Enate no pierde la ocasión de vestir sus vinos con etiquetas en las que el arte es protagonista. Y en el caso de Las Moradas de San Martín, bodega madrileña del grupo oscense, lo hace rindiendo homenaje a la cultura literaria, ya que son extractos de relatos los que ponen imagen a sus vinos. La última en hacerlo ha sido la escritora oscense Luz Gabás, que ha visto como un fragmento de su historia El moho que me nubla pone imagen a Las Luces 2010, el último vino de Las Moradas de San Martín.

El relato de Luz Gabás para Las Moradas se une a los creados por Ángeles Caso, Lorenzo Silva, Marta Rivera, Ramón Acín y Oscar Sipán. “Literatura y vino van unidos para transmitir como nadie la esencia de nuestros caldos vinos”, explican desde la bodega, al tiempo que subrayan que sus etiquetas son reflejo de la unión de la tierra con la historia y la literatura y “también  nos sirven para transmitir que, desde la esencia, nuestro vino es un vino de autor, esmerado y artístico”, añaden.
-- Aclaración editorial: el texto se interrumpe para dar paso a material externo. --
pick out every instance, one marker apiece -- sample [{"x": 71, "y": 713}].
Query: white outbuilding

Ese amor por la literatura forma parte del ADN de la bodega madrileña del grupo Enate. Y es que Las Moradas es el título del último libro de Santa Teresa de Jesús, un tratado de oración reflexionado y escrito en la zona de San Martín de Valdeiglesias, donde está ubicado. “La apuesta por esta denominación para nuestra bodega es un guiño a la literatura, que tanto ha citado históricamente los vinos elaborados en la Sierra de Gredos (especialmente, los más importantes escritores del Siglo de Oro español: Tirso de Molina, Jorge Manrique, Cervantes…)”, comentan desde la bodega.
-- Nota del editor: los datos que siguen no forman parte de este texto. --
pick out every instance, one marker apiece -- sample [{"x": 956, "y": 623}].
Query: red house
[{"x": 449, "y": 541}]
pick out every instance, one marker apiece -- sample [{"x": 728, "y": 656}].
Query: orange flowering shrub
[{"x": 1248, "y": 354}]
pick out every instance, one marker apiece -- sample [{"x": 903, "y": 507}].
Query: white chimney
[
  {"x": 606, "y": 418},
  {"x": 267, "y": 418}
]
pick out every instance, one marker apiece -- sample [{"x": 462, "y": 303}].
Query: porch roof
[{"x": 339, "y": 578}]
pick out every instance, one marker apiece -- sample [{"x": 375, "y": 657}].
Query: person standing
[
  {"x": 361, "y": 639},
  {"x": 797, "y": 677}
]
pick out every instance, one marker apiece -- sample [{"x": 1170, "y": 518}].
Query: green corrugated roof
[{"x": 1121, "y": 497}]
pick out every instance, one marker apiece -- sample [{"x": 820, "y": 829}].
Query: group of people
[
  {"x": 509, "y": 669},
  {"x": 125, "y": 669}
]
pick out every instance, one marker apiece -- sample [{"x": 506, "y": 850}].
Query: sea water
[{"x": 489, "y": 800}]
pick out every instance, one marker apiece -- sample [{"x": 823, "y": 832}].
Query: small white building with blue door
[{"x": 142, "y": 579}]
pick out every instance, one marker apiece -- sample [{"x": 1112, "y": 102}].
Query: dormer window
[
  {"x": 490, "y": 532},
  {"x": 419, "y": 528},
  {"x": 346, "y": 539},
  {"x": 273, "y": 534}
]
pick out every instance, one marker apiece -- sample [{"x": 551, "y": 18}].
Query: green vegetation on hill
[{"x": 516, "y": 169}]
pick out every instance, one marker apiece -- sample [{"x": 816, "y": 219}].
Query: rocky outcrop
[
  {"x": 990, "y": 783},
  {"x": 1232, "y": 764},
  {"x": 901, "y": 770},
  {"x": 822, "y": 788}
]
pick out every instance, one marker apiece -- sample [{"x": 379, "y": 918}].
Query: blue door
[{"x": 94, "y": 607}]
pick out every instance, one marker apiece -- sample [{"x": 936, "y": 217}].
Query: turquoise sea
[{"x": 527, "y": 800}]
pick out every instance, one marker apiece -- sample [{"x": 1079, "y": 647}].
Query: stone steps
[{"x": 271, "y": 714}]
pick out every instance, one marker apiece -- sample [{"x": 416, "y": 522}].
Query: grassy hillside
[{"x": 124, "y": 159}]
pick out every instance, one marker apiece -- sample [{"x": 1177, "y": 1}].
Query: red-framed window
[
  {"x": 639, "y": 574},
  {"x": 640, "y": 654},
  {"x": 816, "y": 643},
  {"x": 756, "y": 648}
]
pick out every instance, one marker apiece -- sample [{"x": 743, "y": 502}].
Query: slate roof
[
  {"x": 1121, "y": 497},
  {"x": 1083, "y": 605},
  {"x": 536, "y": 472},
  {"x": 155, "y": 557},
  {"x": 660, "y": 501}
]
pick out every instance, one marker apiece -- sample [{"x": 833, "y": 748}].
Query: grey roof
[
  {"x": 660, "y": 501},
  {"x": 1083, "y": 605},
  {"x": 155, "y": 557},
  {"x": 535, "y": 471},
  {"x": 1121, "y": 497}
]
Esta apuesta entronca también con el espíritu del grupo Enate, que, desde un principio, asumió que el arte era la esencia misma de su identidad. Las etiquetas de los vinos de la bodega Enate han sido, desde la primera botella, una ventana al arte contemporáneo y, durante sus más de 25 años de historia, han salido de la bodega más de 62 millones de reproducciones de más de cincuenta obras de arte contemporáneo, muchas de ellas trabajadas en estudios de artistas aragoneses.

“Cada uno de los vinos está asociado a un autor de reconocido prestigio, que se convierte en su máximo embajador a través de su obra, plasmada pincelada a pincelada en el etiquetado de cada botella. Una etiqueta que, quien escancia, tiene en sus manos la posibilidad de disfrutar de la belleza de una imagen añadida a los complejos sabores y aromas de los vinos”, añaden desde Enate.